The next question I asked was if there was a difference in trip lengths between registered and casual riders and, if so, how that varied from day to day.

ggplot2 Bikeshare avg daily trip durations plot

There is a major discrepancy in trip lenths between registered and casual riders. The average daily trip lenth of registered riders ranged from roughly 10 to 15 minutes in September. The average daily trip length of causal riders, on the other hand, ranged from roughly 27 to 45 minutes in September, significantly longer than the average trips of registered riders. The interesting thing here, though, is that the plots for the two groups track each other quite well. That is, we see a direct relationship here between the average trip times of the registered vs casual users unlike for the trip counts, where there was an inverse relationship.

I was also interested to know if there were stations that tended to be frequented by one group more than the other group of riders.
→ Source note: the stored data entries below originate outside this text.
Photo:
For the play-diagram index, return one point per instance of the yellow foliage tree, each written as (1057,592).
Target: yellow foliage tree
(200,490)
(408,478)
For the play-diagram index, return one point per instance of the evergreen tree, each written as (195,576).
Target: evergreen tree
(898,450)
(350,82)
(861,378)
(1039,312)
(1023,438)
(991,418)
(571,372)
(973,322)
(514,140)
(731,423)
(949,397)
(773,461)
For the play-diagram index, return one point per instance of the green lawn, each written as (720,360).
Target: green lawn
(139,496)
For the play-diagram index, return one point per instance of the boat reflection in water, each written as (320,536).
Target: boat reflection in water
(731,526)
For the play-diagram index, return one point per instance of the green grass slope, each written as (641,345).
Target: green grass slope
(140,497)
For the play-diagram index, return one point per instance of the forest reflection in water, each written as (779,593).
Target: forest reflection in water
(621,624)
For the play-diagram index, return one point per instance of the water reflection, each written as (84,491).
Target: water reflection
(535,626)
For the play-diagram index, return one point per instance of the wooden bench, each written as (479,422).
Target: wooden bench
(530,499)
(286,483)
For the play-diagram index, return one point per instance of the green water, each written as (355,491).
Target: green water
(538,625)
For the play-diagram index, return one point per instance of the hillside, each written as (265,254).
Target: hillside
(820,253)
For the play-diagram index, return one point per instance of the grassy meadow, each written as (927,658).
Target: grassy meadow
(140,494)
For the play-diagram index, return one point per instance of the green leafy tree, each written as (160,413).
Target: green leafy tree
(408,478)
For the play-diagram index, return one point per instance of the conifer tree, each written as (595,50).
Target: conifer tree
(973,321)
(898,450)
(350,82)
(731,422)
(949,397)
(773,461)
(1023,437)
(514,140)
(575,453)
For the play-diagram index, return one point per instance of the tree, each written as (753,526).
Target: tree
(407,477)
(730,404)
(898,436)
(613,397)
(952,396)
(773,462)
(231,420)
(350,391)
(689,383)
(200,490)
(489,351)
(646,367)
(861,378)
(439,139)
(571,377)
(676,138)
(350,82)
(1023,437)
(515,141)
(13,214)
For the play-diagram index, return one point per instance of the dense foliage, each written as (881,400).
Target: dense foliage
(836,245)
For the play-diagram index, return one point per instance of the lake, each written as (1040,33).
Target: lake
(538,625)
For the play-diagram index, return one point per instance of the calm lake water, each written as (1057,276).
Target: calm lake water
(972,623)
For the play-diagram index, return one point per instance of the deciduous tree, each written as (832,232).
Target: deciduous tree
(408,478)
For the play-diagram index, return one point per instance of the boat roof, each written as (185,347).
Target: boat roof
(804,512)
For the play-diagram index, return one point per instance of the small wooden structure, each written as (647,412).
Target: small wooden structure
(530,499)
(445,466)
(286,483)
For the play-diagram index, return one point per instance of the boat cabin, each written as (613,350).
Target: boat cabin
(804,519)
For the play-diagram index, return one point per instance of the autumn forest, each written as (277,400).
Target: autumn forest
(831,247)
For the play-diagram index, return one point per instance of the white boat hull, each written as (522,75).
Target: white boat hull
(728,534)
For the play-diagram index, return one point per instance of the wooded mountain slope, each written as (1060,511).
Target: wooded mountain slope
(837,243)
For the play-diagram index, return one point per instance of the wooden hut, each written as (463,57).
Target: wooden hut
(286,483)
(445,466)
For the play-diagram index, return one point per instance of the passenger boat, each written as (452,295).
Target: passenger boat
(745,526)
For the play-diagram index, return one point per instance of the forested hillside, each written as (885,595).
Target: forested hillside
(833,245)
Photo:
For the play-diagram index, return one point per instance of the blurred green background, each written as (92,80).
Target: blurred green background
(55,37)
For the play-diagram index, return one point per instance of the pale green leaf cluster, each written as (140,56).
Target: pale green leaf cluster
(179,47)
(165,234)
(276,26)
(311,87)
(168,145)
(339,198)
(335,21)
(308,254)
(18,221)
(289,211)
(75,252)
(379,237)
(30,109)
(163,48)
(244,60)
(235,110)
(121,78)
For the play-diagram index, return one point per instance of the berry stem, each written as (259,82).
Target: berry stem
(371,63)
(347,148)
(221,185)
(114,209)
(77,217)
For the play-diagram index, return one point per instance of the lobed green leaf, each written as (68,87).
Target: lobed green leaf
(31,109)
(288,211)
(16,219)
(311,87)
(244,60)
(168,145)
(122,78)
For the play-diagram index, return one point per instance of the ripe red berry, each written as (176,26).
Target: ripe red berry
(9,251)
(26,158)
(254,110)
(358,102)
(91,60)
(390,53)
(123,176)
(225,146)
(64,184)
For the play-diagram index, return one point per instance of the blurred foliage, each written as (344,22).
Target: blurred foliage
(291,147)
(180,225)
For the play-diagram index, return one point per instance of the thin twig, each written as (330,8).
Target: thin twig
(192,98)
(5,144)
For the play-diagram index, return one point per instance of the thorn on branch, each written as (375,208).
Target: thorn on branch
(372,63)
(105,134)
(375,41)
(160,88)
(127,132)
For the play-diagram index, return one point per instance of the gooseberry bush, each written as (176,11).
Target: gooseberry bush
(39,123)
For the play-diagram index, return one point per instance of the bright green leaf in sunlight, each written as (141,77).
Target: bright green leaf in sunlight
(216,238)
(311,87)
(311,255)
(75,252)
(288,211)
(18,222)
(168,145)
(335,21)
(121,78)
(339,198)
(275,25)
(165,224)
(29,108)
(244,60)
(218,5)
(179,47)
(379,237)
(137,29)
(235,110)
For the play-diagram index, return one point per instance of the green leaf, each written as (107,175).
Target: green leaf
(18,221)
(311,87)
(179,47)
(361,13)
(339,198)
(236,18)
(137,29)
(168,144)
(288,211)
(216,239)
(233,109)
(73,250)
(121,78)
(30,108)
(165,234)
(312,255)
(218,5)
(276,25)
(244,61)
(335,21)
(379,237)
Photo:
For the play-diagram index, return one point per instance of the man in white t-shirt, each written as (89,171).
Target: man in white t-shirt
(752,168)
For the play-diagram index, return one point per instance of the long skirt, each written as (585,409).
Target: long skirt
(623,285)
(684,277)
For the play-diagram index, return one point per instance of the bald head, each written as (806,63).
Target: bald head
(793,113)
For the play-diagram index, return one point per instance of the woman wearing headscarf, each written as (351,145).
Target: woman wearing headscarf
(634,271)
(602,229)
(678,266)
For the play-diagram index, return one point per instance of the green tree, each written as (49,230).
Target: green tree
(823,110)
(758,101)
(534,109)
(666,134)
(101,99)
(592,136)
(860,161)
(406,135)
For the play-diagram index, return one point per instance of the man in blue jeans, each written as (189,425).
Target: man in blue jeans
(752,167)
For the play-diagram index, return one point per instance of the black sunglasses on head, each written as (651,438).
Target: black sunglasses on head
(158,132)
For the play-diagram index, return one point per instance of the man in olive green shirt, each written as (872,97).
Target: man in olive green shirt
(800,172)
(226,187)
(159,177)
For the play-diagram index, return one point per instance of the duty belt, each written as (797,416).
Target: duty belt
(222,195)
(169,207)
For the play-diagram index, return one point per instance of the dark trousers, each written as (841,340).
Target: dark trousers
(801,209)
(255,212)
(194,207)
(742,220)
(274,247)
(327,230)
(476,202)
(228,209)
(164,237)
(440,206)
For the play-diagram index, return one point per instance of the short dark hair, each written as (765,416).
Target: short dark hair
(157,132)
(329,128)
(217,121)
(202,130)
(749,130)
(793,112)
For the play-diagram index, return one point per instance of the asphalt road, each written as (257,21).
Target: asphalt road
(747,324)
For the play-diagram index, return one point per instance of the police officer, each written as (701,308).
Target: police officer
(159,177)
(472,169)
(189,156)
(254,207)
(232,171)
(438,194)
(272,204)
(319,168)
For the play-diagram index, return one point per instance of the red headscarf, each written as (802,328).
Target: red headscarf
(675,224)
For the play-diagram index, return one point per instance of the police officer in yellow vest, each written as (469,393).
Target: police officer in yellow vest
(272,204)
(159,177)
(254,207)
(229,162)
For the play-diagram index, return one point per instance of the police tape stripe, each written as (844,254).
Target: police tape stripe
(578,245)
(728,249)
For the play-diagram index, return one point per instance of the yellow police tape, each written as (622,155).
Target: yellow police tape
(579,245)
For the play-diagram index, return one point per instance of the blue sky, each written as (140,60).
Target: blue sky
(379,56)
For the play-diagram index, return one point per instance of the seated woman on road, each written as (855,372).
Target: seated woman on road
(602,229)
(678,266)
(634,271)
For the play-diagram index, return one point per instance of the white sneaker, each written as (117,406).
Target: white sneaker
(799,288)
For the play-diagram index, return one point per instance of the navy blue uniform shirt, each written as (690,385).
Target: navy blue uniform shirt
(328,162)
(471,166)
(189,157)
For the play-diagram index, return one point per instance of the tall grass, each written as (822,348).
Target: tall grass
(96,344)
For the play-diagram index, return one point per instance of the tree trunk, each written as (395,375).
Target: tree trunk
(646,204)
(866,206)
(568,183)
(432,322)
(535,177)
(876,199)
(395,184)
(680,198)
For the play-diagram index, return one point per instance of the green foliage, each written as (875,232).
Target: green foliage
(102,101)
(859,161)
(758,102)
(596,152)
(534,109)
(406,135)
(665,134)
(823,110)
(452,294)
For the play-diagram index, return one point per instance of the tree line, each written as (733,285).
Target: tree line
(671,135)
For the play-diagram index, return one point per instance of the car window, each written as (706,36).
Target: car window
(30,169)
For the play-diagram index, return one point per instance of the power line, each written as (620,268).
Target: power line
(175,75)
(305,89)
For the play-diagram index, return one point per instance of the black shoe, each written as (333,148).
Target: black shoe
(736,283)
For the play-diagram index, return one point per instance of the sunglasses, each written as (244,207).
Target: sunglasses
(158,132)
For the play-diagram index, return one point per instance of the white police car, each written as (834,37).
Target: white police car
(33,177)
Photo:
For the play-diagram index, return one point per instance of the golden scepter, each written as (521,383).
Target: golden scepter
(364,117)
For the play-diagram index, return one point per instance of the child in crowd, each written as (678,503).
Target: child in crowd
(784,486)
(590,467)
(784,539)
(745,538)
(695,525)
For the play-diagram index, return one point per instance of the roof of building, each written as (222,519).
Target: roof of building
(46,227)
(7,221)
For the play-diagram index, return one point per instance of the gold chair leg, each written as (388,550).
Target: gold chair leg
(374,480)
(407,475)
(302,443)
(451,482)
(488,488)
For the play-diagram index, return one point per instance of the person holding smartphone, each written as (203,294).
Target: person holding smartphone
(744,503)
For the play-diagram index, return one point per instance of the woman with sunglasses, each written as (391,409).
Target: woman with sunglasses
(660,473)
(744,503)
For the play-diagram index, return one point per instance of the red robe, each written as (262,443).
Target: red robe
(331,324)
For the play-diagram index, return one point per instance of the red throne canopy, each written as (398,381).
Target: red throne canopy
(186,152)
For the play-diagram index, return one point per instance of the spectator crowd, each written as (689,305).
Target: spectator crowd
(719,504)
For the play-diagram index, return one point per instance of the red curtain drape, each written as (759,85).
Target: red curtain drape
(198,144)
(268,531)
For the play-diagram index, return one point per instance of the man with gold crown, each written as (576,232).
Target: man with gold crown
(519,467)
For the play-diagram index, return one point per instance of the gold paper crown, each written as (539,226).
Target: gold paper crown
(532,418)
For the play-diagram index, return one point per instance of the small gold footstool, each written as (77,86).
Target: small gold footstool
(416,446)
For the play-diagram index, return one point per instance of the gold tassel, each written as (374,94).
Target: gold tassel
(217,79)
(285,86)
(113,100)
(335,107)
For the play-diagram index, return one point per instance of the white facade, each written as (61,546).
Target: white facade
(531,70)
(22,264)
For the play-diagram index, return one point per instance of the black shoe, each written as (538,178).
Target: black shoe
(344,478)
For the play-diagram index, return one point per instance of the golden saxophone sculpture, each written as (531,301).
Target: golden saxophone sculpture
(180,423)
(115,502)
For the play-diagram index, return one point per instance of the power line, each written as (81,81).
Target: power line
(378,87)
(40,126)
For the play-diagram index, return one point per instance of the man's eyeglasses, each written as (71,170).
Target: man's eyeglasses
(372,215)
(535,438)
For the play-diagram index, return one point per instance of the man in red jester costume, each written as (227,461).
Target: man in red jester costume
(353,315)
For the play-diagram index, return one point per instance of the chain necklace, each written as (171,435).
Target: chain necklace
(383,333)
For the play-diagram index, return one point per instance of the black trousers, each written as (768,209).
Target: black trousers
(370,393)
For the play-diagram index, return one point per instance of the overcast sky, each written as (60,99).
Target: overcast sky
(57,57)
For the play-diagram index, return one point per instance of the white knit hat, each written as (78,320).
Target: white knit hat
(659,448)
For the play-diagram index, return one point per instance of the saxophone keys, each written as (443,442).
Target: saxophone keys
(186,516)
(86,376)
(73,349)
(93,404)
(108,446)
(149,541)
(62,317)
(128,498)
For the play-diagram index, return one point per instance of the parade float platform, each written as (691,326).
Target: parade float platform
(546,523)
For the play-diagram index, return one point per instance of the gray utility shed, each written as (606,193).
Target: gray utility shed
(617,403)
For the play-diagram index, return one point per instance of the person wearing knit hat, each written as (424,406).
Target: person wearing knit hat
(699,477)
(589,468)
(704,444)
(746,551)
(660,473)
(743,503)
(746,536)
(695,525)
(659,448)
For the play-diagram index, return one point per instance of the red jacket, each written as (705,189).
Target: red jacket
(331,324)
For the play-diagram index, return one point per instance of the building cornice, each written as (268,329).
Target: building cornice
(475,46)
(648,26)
ggplot2 Bikeshare start vs end station plot

In fact, we see that there is no overlap between the top stations for trip starts for casual riders and registered riders. Casual riders tend to start their trips in touristy areas, around the monuments on the National Mall. Registered riders' most commonly used start stations are in more residential and commercial areas.

These visualizations only start to scratch the surface of the treasure trove of data that Capital Bikeshare and other bikeshare systems have published.

References

The data for this visualization is too large to include here or on my Github. However, you can easily download it from Capital Bikeshare's AWS S3 Bucket. You will need to download the 2016-Q3-cabi-trips-history-data.zip file, unzip it, and then use the 2016-Q3-Trips-History-Data-2.csv file. The code for producing each of the three individual plots is on my Github site.